Scusate se non mi dilungo, ma devo uscire. >.> Solo che... Ci tenevo a postare. Perché ieri era il compleanno di Kade, e io - un po' perché stavo attendendo Emiko, un po' perché effettivamente 'sta Shot mi fa schifus - non ho postato.
Ma poi Emiko ha postato XD, e mi sono sentita in dovere di ricambiare, anche se quest'elaborato è penoso. Dovevo postare, perché il compleanno della nostra regina del regno dell'Anaconda va osannato. U_U"
E dunque, eccomi qui, a presentarvi il mio ennesimo sclero: perdono per i non-presenti ringraziamenti, ma devo uscire.
Baci, spero vi piaccia. >.>" */*

Lake
Inutile fingere sofferenza, quando il proprio cuore non è capace di provarla.








Personaggi: Kagura, Rin, Sesshomaru
Avvertimenti e Note: AU, What if?, Romantico (?), Triste, Malinconico (!)
In pratica: Angst [Almeno spero. U_U"]
Note dell'autore: NON MORITE!
Perché hai scritto in Comic Sans MS? Perché mi è uscito questo cavolo di stile XD.







Kagura fremeva, osservando la figura del marito distanziarla.

“Dove state andando?”, domandò, perplessa – involontario quesito, interrogativo inutile.
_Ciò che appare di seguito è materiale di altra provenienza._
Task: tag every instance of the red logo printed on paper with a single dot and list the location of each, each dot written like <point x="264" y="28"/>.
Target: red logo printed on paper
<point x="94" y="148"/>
Lui si limitò a voltarsi e – non – guardarla con i suoi occhi d’ambra. Non una parola fuoriuscì dalle sue labbra scarlatte, non una mutazione nel suo sguardo. Sesshomaru si limitò ad osservarla come se lei non fosse lì, a volgere le sue iridi su quella figura ma non realmente osservarla.

Kagura incassò il colpo, un sorriso sghembo che le piegava le labbra. Era sempre così, sempre. In fin dei conti, quel gran demone non le rivolgeva mai molta attenzione.

La loro era solo una finzione.

“Dove state andando?”, chiese di nuovo: tremava di rabbia, di risentimento, di paura. Sentiva l’indifferenza del suo signore, il suo disinteresse. Sapeva di non essere che una moglie formale, e ciò le faceva male. Ma era assurdo star male, no?

Lui non le aveva mai giurato amore, mai realmente.

Condividevano il giaciglio, le notti, il castello. Condividevano una mera illusione e nulla più.

Sesshomaru non la amava, non l’aveva mai amata e mai l’avrebbe amata: eppure, il suo – come dire? – orgoglio le impediva di lasciarlo andare.

La sua follia non le consentiva di lasciarsi abbandonare.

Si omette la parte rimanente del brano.